Emmanuel Macron recadre le débat sur la fiscalité carbone

Publié le à Paris (AFP)

A peine relancé, le débat sur la taxe carbone a été immédiatement recadré mercredi par Emmanuel Macron, pour qui une "hausse de la fiscalité" n'est pas la réponse à la "colère" exprimée par le mouvement des "gilets jaunes".

"Le président a souligné que nous étions entrés dans ce moment, le 17 novembre dernier, suite à une hausse de la fiscalité et ce n'est sans doute pas par une hausse de la fiscalité qu'on répondra à la colère qui s'est exprimée", a déclaré le porte-parole du gouvernement Benjamin Griveaux à la sortie du Conseil des ministres.

"Le président de la République l'a rappelé: sa conviction c'est que nous ne sortirons pas d'une crise qui a commencé par un impôt supplémentaire, en en créant un nouveau", a insisté M. Griveaux, selon lequel la question posée par le grand débat est davantage celle de "l'accompagnement" des Français dans la transition écologique que la hausse des taxes.

Accusée d'avoir mis le feu aux poudres à l'automne dernier, la taxe carbone avait été sacrifiée sur l'autel des "gilets jaunes". Mais depuis le début de la semaine, les avocats de cet "outil efficace", ministres ou députés, ont retrouvé de la voix, même s'ils ont bien conscience de marcher sur des œufs.

Brune Poirson, secrétaire d’État à la Transition écologique, avait allumé la mèche dimanche en défendant un "outil en faveur de la transition écologique, qui a un vrai impact parce qu'il envoie un signal prix qui permet aux gens de changer leur comportement".

Le lendemain, elle recevait le soutien de sa collègue Emmanuelle Wargon, l'une des deux animatrices du grand débat, et du patron de La République en marche, Stanislas Guerini, qui invitaient à en débattre.

La hausse de la taxe carbone, prévue dès 2014, avait été suspendue puis annulée pour 2019, mais le gouvernement est resté flou pour 2020 et au-delà, renvoyant au grand débat.

"Aujourd'hui je ne vois pas d'hypothèse dans laquelle on peut facilement repartir avec une augmentation de cette taxe, ça, c'est clair. Mais il faut se poser la question du système fiscal qu'on veut", avait prudemment expliqué Édouard Philippe fin janvier sur France Inter.

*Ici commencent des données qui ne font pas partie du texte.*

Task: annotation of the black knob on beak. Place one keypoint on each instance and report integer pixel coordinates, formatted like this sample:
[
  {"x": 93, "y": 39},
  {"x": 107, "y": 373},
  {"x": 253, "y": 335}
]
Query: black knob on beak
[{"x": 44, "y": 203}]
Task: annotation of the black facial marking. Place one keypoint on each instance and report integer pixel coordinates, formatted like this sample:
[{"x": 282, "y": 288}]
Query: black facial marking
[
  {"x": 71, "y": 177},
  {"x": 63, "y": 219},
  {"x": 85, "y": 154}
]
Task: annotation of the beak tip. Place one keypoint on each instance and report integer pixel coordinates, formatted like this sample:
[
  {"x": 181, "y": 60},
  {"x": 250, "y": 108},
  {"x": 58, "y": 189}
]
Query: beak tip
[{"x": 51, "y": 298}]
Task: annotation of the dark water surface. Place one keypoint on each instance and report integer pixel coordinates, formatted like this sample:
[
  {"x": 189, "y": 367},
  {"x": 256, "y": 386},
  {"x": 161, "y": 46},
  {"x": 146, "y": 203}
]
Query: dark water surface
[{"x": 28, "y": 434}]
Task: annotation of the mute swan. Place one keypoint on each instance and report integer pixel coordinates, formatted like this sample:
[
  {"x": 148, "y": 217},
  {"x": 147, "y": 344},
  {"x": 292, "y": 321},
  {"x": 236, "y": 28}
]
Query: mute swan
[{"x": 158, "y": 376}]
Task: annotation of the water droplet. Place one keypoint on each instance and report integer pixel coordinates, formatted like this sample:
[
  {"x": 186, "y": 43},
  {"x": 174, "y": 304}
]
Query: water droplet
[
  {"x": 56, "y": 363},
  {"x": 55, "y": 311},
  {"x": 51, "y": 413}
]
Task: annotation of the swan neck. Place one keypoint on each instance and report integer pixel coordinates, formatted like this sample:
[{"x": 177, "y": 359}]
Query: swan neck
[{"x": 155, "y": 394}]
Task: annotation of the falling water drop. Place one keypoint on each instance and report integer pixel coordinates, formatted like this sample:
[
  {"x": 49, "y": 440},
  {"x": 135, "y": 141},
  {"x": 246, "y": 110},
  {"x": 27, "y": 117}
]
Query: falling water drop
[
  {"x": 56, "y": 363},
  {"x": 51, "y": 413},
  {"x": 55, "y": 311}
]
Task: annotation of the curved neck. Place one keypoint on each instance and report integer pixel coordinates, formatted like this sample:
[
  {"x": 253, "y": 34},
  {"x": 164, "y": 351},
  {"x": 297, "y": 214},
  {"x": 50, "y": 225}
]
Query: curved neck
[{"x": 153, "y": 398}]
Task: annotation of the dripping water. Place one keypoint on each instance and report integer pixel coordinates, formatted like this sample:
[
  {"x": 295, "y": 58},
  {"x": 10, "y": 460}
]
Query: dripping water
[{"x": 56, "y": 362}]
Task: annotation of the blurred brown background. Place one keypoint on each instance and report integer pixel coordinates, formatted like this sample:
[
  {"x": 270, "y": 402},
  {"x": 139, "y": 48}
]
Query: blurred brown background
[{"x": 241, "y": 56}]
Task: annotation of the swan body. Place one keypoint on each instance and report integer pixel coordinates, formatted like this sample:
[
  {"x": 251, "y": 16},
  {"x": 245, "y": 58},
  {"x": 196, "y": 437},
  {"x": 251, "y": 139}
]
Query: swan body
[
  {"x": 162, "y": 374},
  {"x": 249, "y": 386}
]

Mais les défenseurs de la taxe ont l'impression de bénéficier de nouveaux vents porteurs, alors qu'un collectif d'étudiants d'Ile-de-France appelle à faire grève et à manifester vendredi pour que "cesse l'inaction politique face au dérèglement climatique".

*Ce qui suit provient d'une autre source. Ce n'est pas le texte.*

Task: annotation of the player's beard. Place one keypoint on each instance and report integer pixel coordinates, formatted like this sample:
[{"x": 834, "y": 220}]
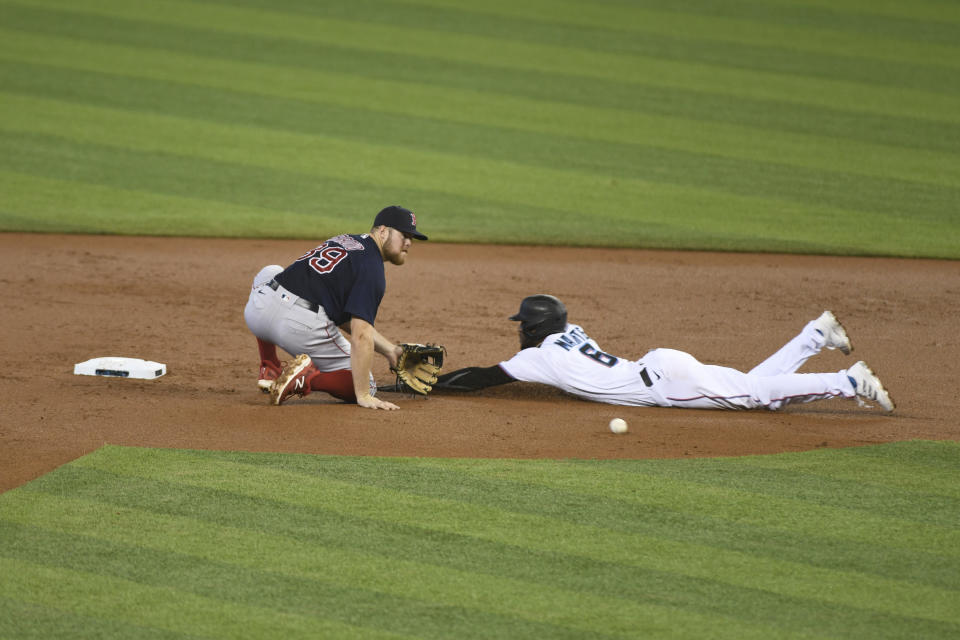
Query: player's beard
[{"x": 393, "y": 250}]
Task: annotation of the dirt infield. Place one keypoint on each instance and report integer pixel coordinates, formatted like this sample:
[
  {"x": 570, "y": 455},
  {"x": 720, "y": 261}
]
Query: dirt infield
[{"x": 180, "y": 302}]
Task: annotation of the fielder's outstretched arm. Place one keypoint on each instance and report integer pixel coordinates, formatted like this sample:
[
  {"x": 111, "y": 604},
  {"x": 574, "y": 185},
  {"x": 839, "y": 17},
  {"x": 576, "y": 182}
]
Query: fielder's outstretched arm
[{"x": 473, "y": 378}]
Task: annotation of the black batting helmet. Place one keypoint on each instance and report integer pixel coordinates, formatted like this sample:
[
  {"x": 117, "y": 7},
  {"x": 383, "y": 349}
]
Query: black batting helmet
[{"x": 540, "y": 316}]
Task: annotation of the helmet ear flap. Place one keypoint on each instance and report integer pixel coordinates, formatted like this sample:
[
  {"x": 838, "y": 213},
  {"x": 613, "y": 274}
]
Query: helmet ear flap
[{"x": 540, "y": 316}]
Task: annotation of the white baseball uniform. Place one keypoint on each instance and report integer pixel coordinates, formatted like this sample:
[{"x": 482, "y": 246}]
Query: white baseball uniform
[{"x": 574, "y": 362}]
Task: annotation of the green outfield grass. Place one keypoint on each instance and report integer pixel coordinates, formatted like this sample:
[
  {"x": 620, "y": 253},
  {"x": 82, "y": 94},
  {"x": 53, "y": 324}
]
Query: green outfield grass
[
  {"x": 128, "y": 542},
  {"x": 800, "y": 126}
]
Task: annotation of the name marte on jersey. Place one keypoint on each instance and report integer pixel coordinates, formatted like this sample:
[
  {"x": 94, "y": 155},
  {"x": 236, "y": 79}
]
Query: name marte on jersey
[{"x": 571, "y": 339}]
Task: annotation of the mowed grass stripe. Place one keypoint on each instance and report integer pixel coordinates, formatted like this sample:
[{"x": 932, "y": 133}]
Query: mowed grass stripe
[
  {"x": 667, "y": 29},
  {"x": 775, "y": 500},
  {"x": 567, "y": 192},
  {"x": 540, "y": 533},
  {"x": 118, "y": 600},
  {"x": 345, "y": 581},
  {"x": 119, "y": 209},
  {"x": 667, "y": 593},
  {"x": 616, "y": 142},
  {"x": 559, "y": 73},
  {"x": 870, "y": 537},
  {"x": 924, "y": 468},
  {"x": 683, "y": 34},
  {"x": 26, "y": 621},
  {"x": 609, "y": 159}
]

- Une fiscalité "juste socialement" -

A l'initiative du député Matthieu Orphelin (ex-LREM), un proche de Nicolas Hulot, une tribune signée par 86 députés plaide dans Le Figaro de mercredi pour "une fiscalité carbone juste socialement".

Les représentants de cinq groupes politiques ont signé cette tribune, mais pas les députés Les Républicains, LFI ou du Rassemblement national.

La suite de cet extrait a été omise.